— Так будет! — горячо возразил Алексей Оболешев, хрупкий молодой человек крайне болезненного вида. — И неспроста мы, как вы выразились, «бредим» демонстрациями. Только они и вызывают отклик в обществе — вспомните весеннюю демонстрацию на похоронах Чернышёва. Весь ноябрь в Петербурге только и говорят, что о предстоящей демонстрации, от нас ждут ее!
Не закончив говорить, он неожиданно тяжело закашлялся, схватившись рукой за бок.
— Алёшка, что с тобой? — забеспокоилась жена Натансона Ольга.
— Плеврит все мучает, — слабо отмахнулся Оболешев, прокашлявшись и вытирая лицо. — Ничего, пустое.
— Вы о сборе у Исакия? — уточнил Штанге, игнорируя предупреждающий взгляд Ольги. — Только с иронией о нем теперь и говорят в Петербурге. Ждали-ждали, так и не дождались ничего существенного…
— И вы предлагаете еще подождать? Чтобы сторонники наши окончательно уж убедились в том, что мы ни на что толком не способны?
— Жорж, ну а ты что скажешь?
Человек, к которому был обращен вопрос, поднял голову и прищурился, задумавшись. Как и прочим участникам собрания, ему было около двадцати лет, однако он выгодно отличался от прочих хорошей выправкой и опрятностью облика: его одежда была выглажена и чиста, а каштановая бородка аккуратно подстрижена.
— Мы не властны над событиями, — сказал он наконец. — Да, вполне вероятно, что сейчас мы не совсем готовы к демонстрации. Но инициатива принадлежит не нам, а рабочим кружкам: именно они настаивают на революционном выступлении, да таком, чтобы главную роль играли не студенты, а они, фабричные. Могли ли мы, при нынешнем уровне организации, когда мы ослаблены арестами и процессами, мечтать о большем? Не мы ли обязались в своей деятельности руководствоваться чаяниями и устремлениями народа? Подумайте, ведь мы говорим о первой в истории России политической рабочей демонстрации! Первой демонстрации в Петербурге и второй в России!
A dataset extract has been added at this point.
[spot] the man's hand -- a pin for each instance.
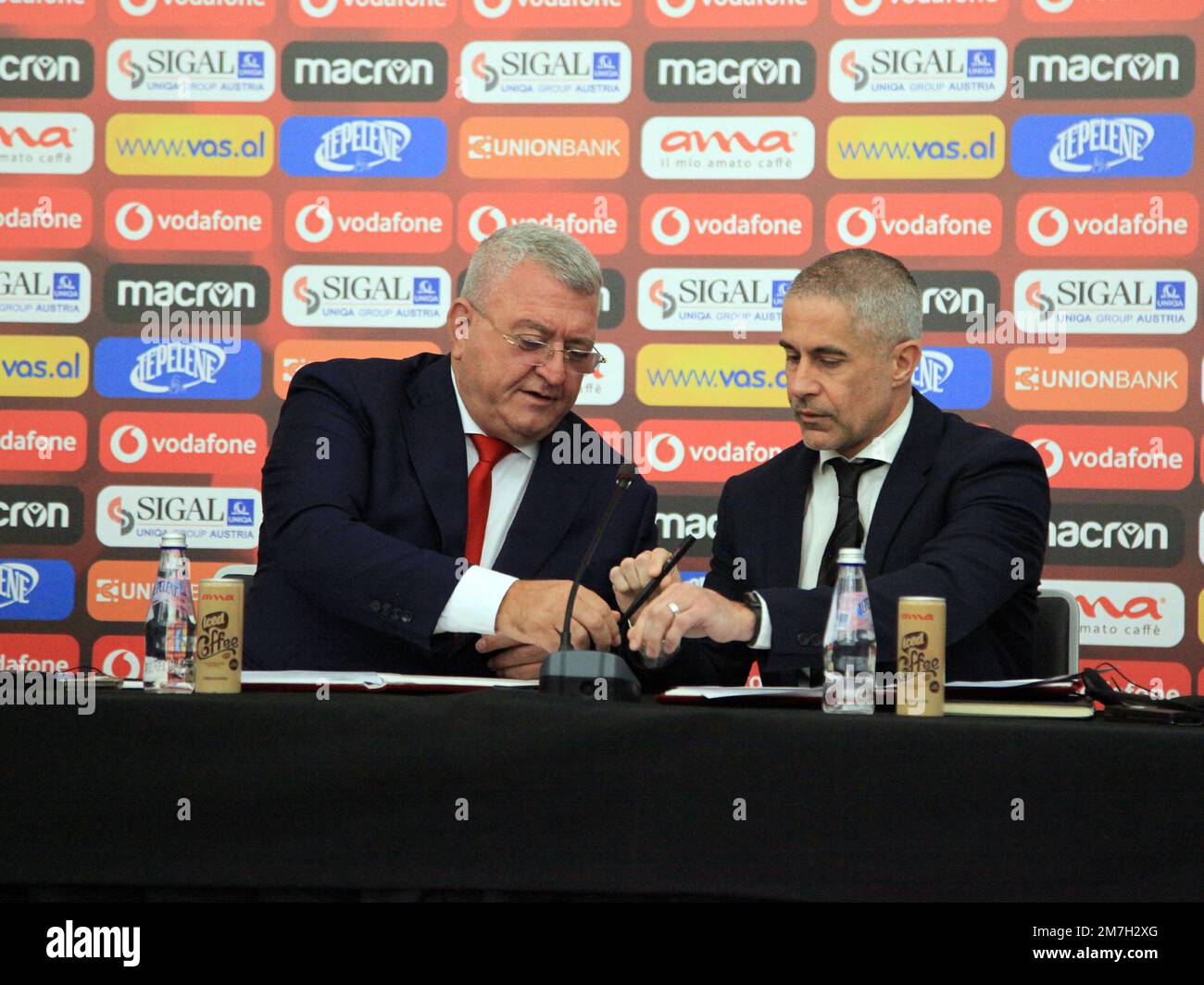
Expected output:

— Значит, пойдем-таки к Исакию? — усмехнулся Штанге.
— Только не к Исакию. — Натансон покачал головой. — Не стоит создавать ненужных ассоциаций с выступлением, намеченным неизвестно кем и неизвестно зачем. Слухи эти вполне могут быть и просто провокацией. Пойдем к Казанскому. И непременно в воскресенье, пятого декабря. Чернышёвская демонстрация могла бы быть многочисленнее, если бы ее не устроили в будний день.
— Что же за повод выберем? Похорон, кажется, никаких не намечается.
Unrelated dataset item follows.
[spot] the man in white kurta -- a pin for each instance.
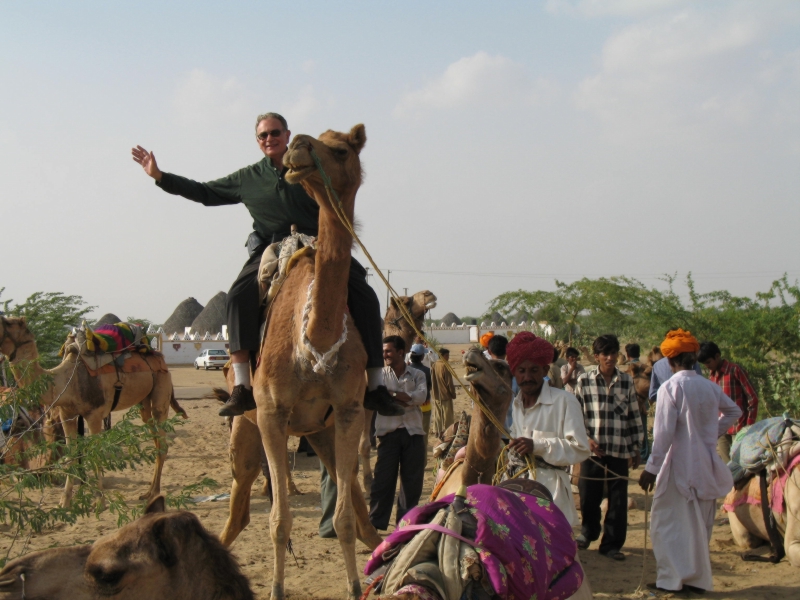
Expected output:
(547, 422)
(691, 413)
(554, 424)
— Типун вам на язык! — не выдержал Оболешев и снова зашелся в приступе влажного кашля. Его лицо горело.
— И правда, — поддержала его Ольга. — Не ожидала от тебя такого, Александр… воздержись впредь от подобных высказываний.
Тот покорно склонил голову, но недовольство с его лица не исчезло.
— Лучше вот так: закажем панихиду по всем, кто уже погиб, — продолжала Ольга. — Сделаем пятое декабря нашим общим днем памяти.
— Придут все наши, — твердо сказал Марк. — Конечно, студенты: у нас много сторонников в Медико-хирургической академии, в Лесном, твоими стараниями, Жорж, и в Горном… Дед, Степан, вы отвечаете за рабочие кружки.
Дед, Николай Хазов, уже привлекавшийся меньше двух лет назад по делу о пропаганде в империи, а ныне состоящий под полицейским надзором, молча кивнул. Степан Халтурин, все последние месяцы только и носившийся энергичной молнией по заводам и фабрикам, сверкнул белозубой улыбкой. И судьба первой в России рабочей демонстрации была решена.
Решить-то было несложно, а вот организовать за два оставшихся дня… Плохо сработала система оповещения — кто не узнал о предстоящем событии, кто просто отказался участвовать. На улице не отступал тридцатиградусный мороз. Вечером четвертого декабря, когда на решающем собрании (в этот раз на Выборгской стороне) встретились землевольцы и представители рабочих кружков с крупнейших заводов и фабрик Петербурга, выяснилось неожиданно, что назавтра демонстрацию провести никак невозможно.